2. Tal como imaginavam os espanhóis e outros europeus, nunca ninguém encontrou o Eldorado, por razões óbvias, sabemos hoje da sua inexistência. Mesmo sem Eldorado, a Venezuela é um país riquíssimo em recursos naturais — e não só em petróleo, onde tem as maiores reservas mundiais —, mas também em ouro, metal usualmente aceite como meio de pagamento a nível internacional. Em termos de recursos deste metal precioso, está no grupo dos países com maiores reservas por explorar no mundo, sendo as estimativas concretas variáveis.

Paradoxalmente, tudo isso não garante à Venezuela um elevado retorno financeiro. Pelo contrário, tal como acontece com o seu petróleo (de tipo pesado), falta-lhe a tecnologia para refinar e certificar o ouro. Em ambos os casos, a escassez e a obsolescência dos recursos tecnológicos implica uma perda de retorno, que fica nas mãos de outros. Parte importante do ganho está associada às operações de refinação e de transformação.

Ao mesmo tempo, há um grave problema ambiental que a exploração desses recursos levanta. O Governo de Nicolás Maduro criou em 2016 a Zona de Desenvolvimento Estratégico Nacional Arco Mineiro do Orenoco. Anteriormente, tinha já criado a Faixa Petrolífera do Orenoco na margem Norte do rio. Importa notar que o Orenoco é um dos grandes rios da América do Sul e do mundo, com a terceira maior bacia hidrográfica do continente americano. A exploração dos recursos minerais e petrolíferos afecta, de forma directa ou indirecta, todo o ecossistema da região. Num planeta já cheio de problemas ecológicos e com a deflorestação da Amazónia a ocorrer mesmo lado, no Brasil, a degradação ambiental do Orenoco é mais um caso para grave preocupação.
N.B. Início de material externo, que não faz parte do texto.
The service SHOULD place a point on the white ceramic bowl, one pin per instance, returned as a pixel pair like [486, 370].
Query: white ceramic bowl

3. No caso do petróleo, a China — e ultimamente a Rússia, via Rosneft, a empresa petrolífera estatal — são os dois maiores amigos (de conveniência) dos governos de Hugo Chávez e Nicolás Maduro. Sucederam assim ao vazio deixado pelo “império” — os EUA — no controlo, directo ou indirecto, da economia venezuelana (a soberania é uma miragem). Cada uma à sua maneira tem retirado vantagens da situação económica e política conturbada na Venezuela, em compras ao desbarato, a troco de um vital financiamento em divisas.

Se essa parte é bem conhecida a nível internacional, já a venda do ouro passa mais despercebida. As sanções económicas que foram impostas pelos EUA dificultaram a sua venda nos mercados internacionais. Aqui, a solução alternativa foi encontrada por Nicolás Maduro no Médio Oriente. Costuma afirmar-se que a necessidade aguça o engenho. No Médio Oriente — Turquia incluída —, isso parece ser bastante comprovável. Existe aí uma especial criatividade para evadir sanções económicas e financeiras, contornando mecanismos legais internacionais.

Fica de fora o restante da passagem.